Before Toronto real estate dynamo Ed Sonshine founded RioCan, now the second-largest real estate investment trust in Canada, he was a criminal lawyer. And before that, he was a teenager itching to use his brand new driver’s licence for a semi-terrifying gig at an Ontario lumberyard. Here’s what loading two-by-fours onto trucks taught Sonshine about building a career from the ground up.
My father was a home builder, so when I turned 16, of course I went to work at a lumberyard. I was what’s called the “trucker’s helper,” which just means that when the lumberyard gets an order from a builder – say, 20 10-foot two-by-fours and 16 four-by-eights – we’d drive around with the truck to grab it.
Everything was sorted and stacked by size.

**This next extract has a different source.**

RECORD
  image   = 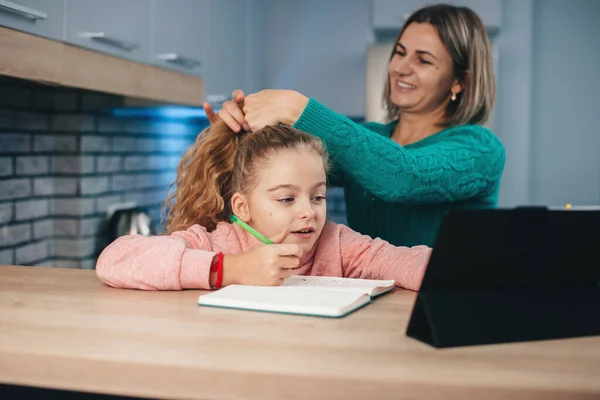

The driver would back up the truck, I’d hop off the back and climb up to the top of the lumber pile. The first couple of times scared the hell out of me! And in those days, this is 60 years ago, nobody was wearing hard hats or even gloves.
The first time, I said, “But what if I fall?” The driver said, “You won’t fall, boy, get going.” I didn’t think too hard and just did it. I’d have to climb to the top, which was sometimes 25 or 30 feet tall, and pass the pieces down one by one. Orders usually had three or four sizes, so there’d be three or four stops, and then we’d go deliver it to the job. There, it’d be the same job but in reverse: He’d be in the back of the truck, he’d hand it down to me and I’d stack them all up again.
We’d deliver about three loads a day, and sometimes we’d travel quite far away. The lumberyard was in Scarborough, so from there we’d head out to Mississauga and up to North York and back again. I learned the whole city map that summer just by looking out the window. I’d just got my driver’s licence, but not my trucker’s licence, so they wouldn’t let me drive. Sometimes they’d let me drive around the yard though.
The people I was working with were mostly immigrants, lots of Italian and Portuguese people, and they were very, very kind to me. There were many accidents avoided by one of them yelling, “Hey! Boy! You’ll fall if you keep going that way!” I don’t know if anyone knew my name, but even if they did, they only called me “Boy” or “Kid.”
Let me tell you two important things about that job: Number one, I’ve never been in such good physical condition since. I was lifting, climbing, carrying – truly difficult physical labour. Later that year, I met this gorgeous young lady named Fran. She must have been impressed by my physique because five years later, I married her. Sunday is our 55th anniversary.
Number two was I couldn’t do the job for very long. I have a ton of respect for working guys who really use their hands and muscles, but I couldn’t do it. I’d had enough of physical labour and I needed a desk job. Whatever I ended up doing though, I knew I would depend on these people. Home builders don’t want their lumber sitting around in the rain for two weeks; they want wood on time and at the right time. I got a whole birds-eye-view of the real estate industry starting right there.
By the end of the summer, I was actually doing a good job and everyone actually liked me. The boss even gave me a raise, 50 cents more an hour on my usual $4. It gave me a lot of confidence that it was okay to take risks and I could get better at something if I worked hard, but I would have to work hard. I’d have to put in the hours and the effort, but if I did, it would pay off. And boy, was I ever in good shape.